Biogenesis of peroxisomes in yeast

Peroxisomes are essential metabolic compartments in eukaryotic cells, mainly involved in beta-oxidation of fatty acids. Inherited lack of peroxisomal function is correlated with human diseases like Zellweger syndrome or adrenoleukodystrophy. Proteins associated with the peroxisomal matrix or the peroxisomal membrane are synthesized in the cytoplasm, and neither the process of translocation across nor of insertion into the membrane is fully understood. The experiments described in this proposal should shed some light on the mechanism of these processes. Using the yeast Saccharomyces cerevisiae as model organism we plan to - take first steps towards the establishment of an in vitro import system, since details of molecular mechanisms can be elucidated only using externally controlled conditions. - isolate vesicles produced by the overexpression of a fusion protein containing the peroxisomal membrane anchor of the Pex3 protein and to characterize them biochemically. - find interaction partners and establish a protein linkage map around Pex15p, a peroxisomal membrane protein of as yet unknown function.

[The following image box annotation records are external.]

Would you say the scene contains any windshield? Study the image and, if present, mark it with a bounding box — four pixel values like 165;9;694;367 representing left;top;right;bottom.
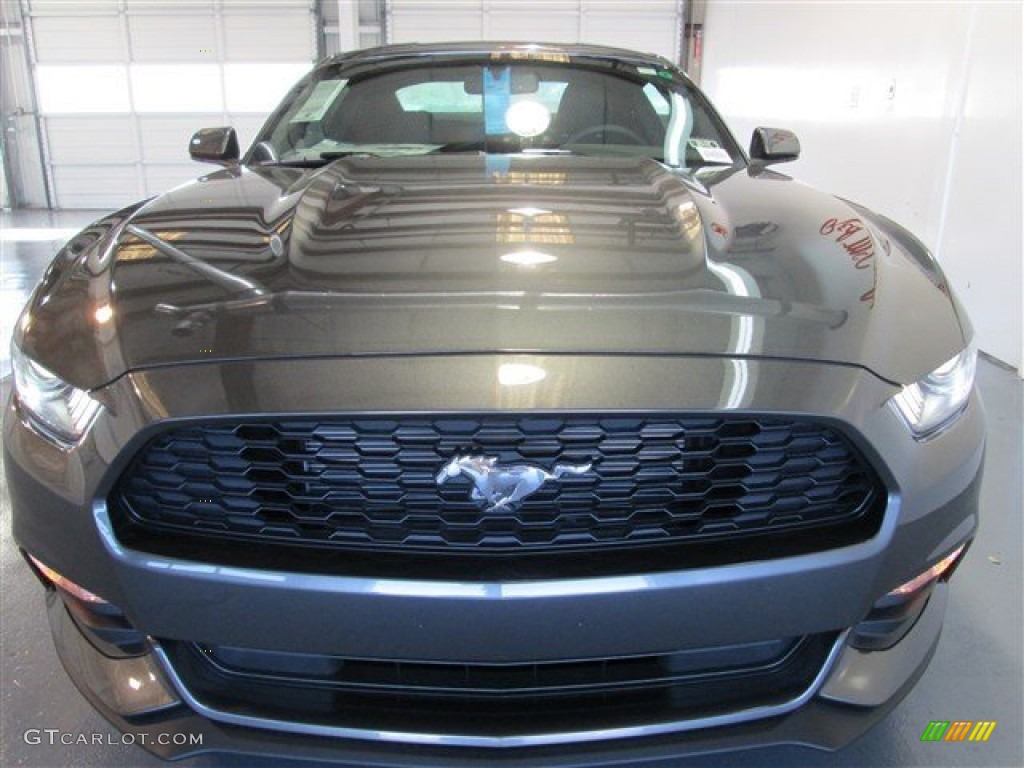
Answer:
252;59;742;167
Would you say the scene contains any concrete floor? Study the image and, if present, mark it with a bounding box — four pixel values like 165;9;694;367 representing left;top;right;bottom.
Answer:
0;212;1024;768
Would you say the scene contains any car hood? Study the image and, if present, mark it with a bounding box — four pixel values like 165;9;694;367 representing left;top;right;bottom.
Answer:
22;156;964;388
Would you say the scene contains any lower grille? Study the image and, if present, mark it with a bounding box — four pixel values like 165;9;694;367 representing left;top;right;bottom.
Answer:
110;415;885;572
162;633;837;738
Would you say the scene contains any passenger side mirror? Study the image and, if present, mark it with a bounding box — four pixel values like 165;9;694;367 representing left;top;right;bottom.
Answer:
188;126;240;165
751;128;800;165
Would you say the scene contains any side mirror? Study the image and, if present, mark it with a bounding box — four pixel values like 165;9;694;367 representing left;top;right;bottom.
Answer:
188;126;240;165
751;128;800;165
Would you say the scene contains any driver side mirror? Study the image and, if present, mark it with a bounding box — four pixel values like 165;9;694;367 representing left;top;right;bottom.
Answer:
751;128;800;165
188;126;240;166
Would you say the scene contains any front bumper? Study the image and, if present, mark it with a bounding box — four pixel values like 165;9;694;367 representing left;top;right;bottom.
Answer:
5;356;984;765
48;584;948;766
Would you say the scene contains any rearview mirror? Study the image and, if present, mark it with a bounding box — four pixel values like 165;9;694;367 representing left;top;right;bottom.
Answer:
188;126;240;165
751;128;800;165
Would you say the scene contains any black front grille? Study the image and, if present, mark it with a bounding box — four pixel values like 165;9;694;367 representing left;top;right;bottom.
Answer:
111;415;884;577
162;633;836;736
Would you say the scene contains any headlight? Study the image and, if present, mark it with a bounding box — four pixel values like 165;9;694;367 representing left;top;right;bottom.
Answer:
892;347;978;438
10;344;100;445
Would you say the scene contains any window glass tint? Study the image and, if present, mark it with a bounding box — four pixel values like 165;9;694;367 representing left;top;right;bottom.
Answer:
260;59;741;171
395;81;483;113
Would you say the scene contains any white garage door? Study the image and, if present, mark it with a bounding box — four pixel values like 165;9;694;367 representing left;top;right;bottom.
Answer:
387;0;683;61
27;0;315;209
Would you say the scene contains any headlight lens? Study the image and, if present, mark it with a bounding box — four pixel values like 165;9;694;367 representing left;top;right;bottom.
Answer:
892;347;978;438
10;344;100;445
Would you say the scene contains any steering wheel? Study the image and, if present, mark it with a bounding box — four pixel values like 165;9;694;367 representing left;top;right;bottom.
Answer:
565;123;647;146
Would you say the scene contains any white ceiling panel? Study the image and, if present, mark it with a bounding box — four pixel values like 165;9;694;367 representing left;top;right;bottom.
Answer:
32;15;127;63
124;0;217;9
223;7;315;61
128;14;217;61
231;115;266;154
487;0;581;10
45;115;139;165
224;61;310;115
53;165;144;209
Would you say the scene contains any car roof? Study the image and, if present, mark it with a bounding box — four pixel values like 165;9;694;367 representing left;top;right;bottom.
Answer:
323;40;675;68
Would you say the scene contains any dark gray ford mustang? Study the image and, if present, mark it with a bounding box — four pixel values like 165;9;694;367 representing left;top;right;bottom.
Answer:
4;43;984;765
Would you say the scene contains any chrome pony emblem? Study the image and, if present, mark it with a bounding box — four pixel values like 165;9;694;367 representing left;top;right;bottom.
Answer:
437;456;593;512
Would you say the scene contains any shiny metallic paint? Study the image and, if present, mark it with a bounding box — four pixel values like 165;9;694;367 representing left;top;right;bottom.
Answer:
4;43;984;755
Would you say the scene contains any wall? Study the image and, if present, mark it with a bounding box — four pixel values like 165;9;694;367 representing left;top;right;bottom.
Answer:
702;0;1024;375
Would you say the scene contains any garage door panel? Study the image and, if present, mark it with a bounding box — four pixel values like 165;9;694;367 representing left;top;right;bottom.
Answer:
486;11;580;43
144;163;200;197
53;165;143;209
231;115;268;153
128;14;217;61
124;0;217;9
45;115;138;165
29;0;119;16
391;13;481;43
223;9;312;61
138;112;224;161
584;12;679;60
32;15;126;63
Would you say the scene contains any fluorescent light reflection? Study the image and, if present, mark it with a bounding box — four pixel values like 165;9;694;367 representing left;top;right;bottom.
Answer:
498;362;548;387
509;206;551;217
501;251;558;267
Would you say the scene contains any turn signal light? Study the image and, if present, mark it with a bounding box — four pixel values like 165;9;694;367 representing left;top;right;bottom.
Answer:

Most metabolic reactions of a cell are performed by proteins and many of these reactions take place in compartments in order to keep the best possible energetic state, to ensure optimal flux of intermediates and to separate pathways of opposite direction. There are many possible ways to determine which reaction occurs in which compartment, but nowadays technical improvements provide the opportunity to define all proteins present in a compartment at a given time. Prerequisite for such an analysis is the isolation of highly purified organelles of interest. The results from this project provide the scientific community with a novel method of purification of peroxisomes, multi-purpose compartments of high flexibility, and some preliminary data about their proteinaceous content. Differential centrifugation techniques were combined with immune-affinity methods. In the course of this project a novel affinity tag was developed and constructed for that purpose. Peroxisomal membrane proteins were labelled with this tag and employed for the isolation procedure. We could show that not all peroxisomal membrane proteins are suitable for such an approach. Proteins destined to enter a compartment carry a targeting signal, and in case of peroxisomal proteins this signal is usually located at the C-terminal end of the amino acid sequence. In many cases sequence analytic tools and bioinformatics techniques are helpful in determining the protein`s structure or localization. To this end we developed together with the group of F. Eisenhaber (IMP, Vienna) an extremely reliable sequence analytic tool to predict the peroxisomal location of a given protein.